Каждое прочитанное слово резало острым ножом. Горло давило комом, слёзы заливали деревянный стол и капали в кружку с кофе. Я поднесла письмо к трясущимся губам. Вдохнула аромат маминых духов, уже едва уловимых. В конверте аккуратно сложено лежали банковские документы. Дата открытия ячейки за день до смерти мамы. Она чувствовала… А может ее гибель это тоже убийство?
Тот день я провела на могиле родителей. На последние деньги купила живых цветов и прорыдала до позднего вечера в обнимку с холодной твердостью надгробных плит.
В банковской ячейке меня дожидались фамильные драгоценности: украшения с бриллиантами, сапфирами, жемчугом, изумрудами, — и пачка с банкнотами. Видимо то, что маме удалось сберечь. На первое время этого было достаточно. Но я очень экономила, пытаясь не тратить лишнего. Не могла позволить себе остаться без гроша за душой.
На мое удивление, я быстро распрощалась с мечтой об учёбе за границей, без лишних сожалений.

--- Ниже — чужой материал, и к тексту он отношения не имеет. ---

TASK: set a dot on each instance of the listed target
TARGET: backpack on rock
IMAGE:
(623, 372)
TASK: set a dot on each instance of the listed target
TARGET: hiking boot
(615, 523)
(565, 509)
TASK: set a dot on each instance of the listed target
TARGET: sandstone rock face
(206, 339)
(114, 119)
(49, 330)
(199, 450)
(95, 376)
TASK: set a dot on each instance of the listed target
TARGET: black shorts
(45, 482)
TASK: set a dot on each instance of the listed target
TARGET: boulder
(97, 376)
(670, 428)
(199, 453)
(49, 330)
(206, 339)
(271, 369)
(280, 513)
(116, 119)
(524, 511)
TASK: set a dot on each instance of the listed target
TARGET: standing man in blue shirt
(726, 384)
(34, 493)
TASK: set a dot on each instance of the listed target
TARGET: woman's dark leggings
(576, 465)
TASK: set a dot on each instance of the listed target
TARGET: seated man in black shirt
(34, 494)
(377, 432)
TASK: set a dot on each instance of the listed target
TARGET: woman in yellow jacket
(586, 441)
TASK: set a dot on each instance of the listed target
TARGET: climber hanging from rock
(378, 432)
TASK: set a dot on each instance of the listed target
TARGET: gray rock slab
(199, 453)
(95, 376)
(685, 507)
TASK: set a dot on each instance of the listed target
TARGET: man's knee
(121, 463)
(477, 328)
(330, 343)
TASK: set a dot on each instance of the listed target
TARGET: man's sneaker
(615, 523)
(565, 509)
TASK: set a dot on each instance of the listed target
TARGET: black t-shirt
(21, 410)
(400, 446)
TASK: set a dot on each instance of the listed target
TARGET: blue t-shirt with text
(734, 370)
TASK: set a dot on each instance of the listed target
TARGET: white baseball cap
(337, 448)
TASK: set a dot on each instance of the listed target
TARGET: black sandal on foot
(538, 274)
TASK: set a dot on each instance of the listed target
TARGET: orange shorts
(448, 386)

По итогам вступительных экзаменов, я все же прошла на бюджет и поступила на юридический факультет. Выбрала заочную форму обучения, чтобы совмещать с работой. Для меня было важно получить образование. Я привыкла развиваться и учиться.
Не станет открытием, что юную леди без образования и опыта не очень-то хотели принимать на работу. Сколько вакансий я пересмотрела, сколько собеседований прошла…. В итоге, выбрала гипермаркет поближе к детскому саду Златы и устроилась туда кассиром.
Сегодня у меня выходной, а на повестке дня посещение следователя, занимавшегося делом об убийстве отца. Мне показалось важным сообщить ему о письме мамы. Ведь люди, на которых теперь оформлена наша недвижимость и есть преступники, разве нет?
Отыскать нужный отдел полиции стало делом непростым. Серое угрюмое здание, спрятанное от потока прохожих, приютилось во дворе многоквартирных домов, казалось, доисторической эпохи. Плоский козырёк венчал флаг, на железной двери герб и табличка «Отдел полиции N 5 Октябрьского района». Рядом с входом соответствующий контингент. Запах умопомрачительный. Я протиснулась мимо девушки с низкой социальной ответственностью интенсивно жующей жвачку и группы молодых людей, судя по всему, подравшихся и не успевших опохмелиться. Последние сопроводили меня жадными взглядами, словно я была банкой с рассолом или таблеткой аспирина. Поспешила прошмыгнуть внутрь, внутренне содрогаясь от внимания компании. На входе бравый дядька в форме, такой же опухший, как ребята на улице. Бульдожьи щеки поросли недельной щетиной, малюсенькие глазки глубоко посажены, отчего сердечные круги под глазами кажутся ещё темнее. Шею не видно за вторым, нет… за третьим подбородком. Форма плохо сходится на животе, того и гляди пуговицей выстрелит в кого-то. Толстыми пальцами держит карандаш, разгадывая кроссворд. На улице пахло лучше. Там хоть воздух свежий, а здесь ни одного окна не открыто.